In a recent study published in the F&S Reports Journal, researchers reviewed existing literature to understand the effect of exercise on fertility.
The study considered and accounted for the patient characteristics and factors that may warrant modifications in the intensity and frequency of exercise.
Study: The effect of physical activity on fertility: a mini-review. Image Credit: NDABCreativity/Shutterstock.com
Guidelines on reproductive medicine by the American Society for Reproductive Medicine provide clear recommendations about factors such as diet, alcohol intake, and smoking and their impact on conception.
However, the guidelines on the impact of exercise and physical activity levels on fertility and the probability of conception lack clarity. This makes it difficult for healthcare providers to provide patients with recommendations on the intensity and frequency of exercise levels that must be followed to maximize conception chances.
Furthermore, these recommendations must also consider the patients' baseline fitness levels, existing health conditions, and conditions related to infertility.
Therefore, it is essential to understand the association between exercise and fertility to formulate guidelines that help patients maintain an exercise regimen that positively impacts their conception chances.
About the study
In the present study, the researchers conducted a comprehensive keyword search for research related to physical activity and exercise and factors such as fertility, infertility, ovulation, menstrual cycle, polycystic ovarian syndrome, and assisted reproduction.
Experimental and observational studies involving both female and male patients were included in the review. The three major groups identified in the selected studies were women who were healthy and trying to conceive, women undergoing treatments for assisted reproduction, and women with polycystic ovarian syndrome.
The review only included studies that used objective fertility markers such as ovulation, pregnancy, and ovarian hormone (progesterone and estradiol) levels throughout the menstrual cycle.
Studies that focused only on surrogate markers such as androgen levels or acne associated with polycystic ovarian syndrome or self-reported menstrual cycle irregularities were excluded from the review.
Physical activity was defined as all non-leisure and leisure activities that elevate energy expenditure above resting levels. At the same time, exercise was considered purposeful, repetitive, and structured physical activity performed to achieve or maintain specific fitness levels.
Exercise and physical activity can be measured using objective markers such as metabolic markers and heart rate. Exercise levels were categorized from mild to vigorous based on these measures.
Exercise levels ranging from moderate to vigorous have been associated with a lower risk of diseases such as cancer and cardiovascular disease, and regular exercise comprising moderate to vigorous intensities are known to result in improved outcomes related to mental health and fetal health among pregnant women.
Furthermore, for the general population and women with infertility, regular exercise has been shown to improve symptoms associated with anxiety and depression.
However, clarity on the impact of mild to vigorous activity on the fertility of women who are struggling or attempting to conceive is lacking.
The results indicated that several studies report a detrimental impact of vigorous and intense exercise levels on the conception chances of healthy women attempting to conceive, especially concerning luteal progesterone and estradiol levels.
However, another major study recommends that women trying to conceive can continue their regular exercise regimen if they balance their energy expenditure by increasing their caloric intake.
In contrast, for women with polycystic ovarian syndrome, moderate levels of aerobic exercise were found to have no significant impact on improving conception chances. Among women with polycystic ovarian syndrome, resistance training and vigorous levels of aerobic exercise were associated with reproductive benefits.

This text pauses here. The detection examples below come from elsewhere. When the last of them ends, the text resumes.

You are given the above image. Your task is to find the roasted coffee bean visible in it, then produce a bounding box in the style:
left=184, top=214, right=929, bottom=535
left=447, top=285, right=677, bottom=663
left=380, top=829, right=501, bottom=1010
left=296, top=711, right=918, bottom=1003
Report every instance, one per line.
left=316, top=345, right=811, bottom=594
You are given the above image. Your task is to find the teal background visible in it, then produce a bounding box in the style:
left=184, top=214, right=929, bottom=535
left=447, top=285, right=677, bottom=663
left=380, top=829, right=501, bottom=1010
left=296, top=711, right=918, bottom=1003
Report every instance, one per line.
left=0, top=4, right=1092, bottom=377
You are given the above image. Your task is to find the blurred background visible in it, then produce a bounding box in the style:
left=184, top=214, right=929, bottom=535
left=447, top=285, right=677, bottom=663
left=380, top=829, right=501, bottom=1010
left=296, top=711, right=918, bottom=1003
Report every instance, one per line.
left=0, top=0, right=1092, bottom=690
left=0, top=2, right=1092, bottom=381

Furthermore, in cases of hyperandrogenicity, a vigorous and intense exercise regimen is required for the benefits to maximize. Therefore, the recommendations must include a sustainable exercise regimen for long periods.
Additionally, for women with polycystic ovarian syndrome, the reproductive benefits might not necessarily be in the form of weight loss, and healthcare providers must inform the patients about the benefits of regular exercise on reproductive health, even without measurable weight changes.
For women undergoing treatments for assisted reproduction, the findings reported no significant negative or positive effects of exercise or physical activity either before or during in-vitro fertilization.
The review found that while vigorous exercise can have a negative impact on ovulation during natural menstrual cycles, the careful modulation of ovulation cycles through pharmacological methods during assisted reproduction circumvents the negative impacts of strenuous exercise on fertility.
Overall, the findings indicated that while vigorous exercise levels could negatively impact the fertility and conception chances of healthy women, they can continue their exercise regimen while trying to conceive as long as they compensate for the energy deficit by increasing their caloric intake.
In contrast, vigorous levels of aerobic exercise have been found to improve the conception chances for women with polycystic ovarian syndrome. For women undergoing in-vitro fertilization, exercise was found to have no impact on fertility.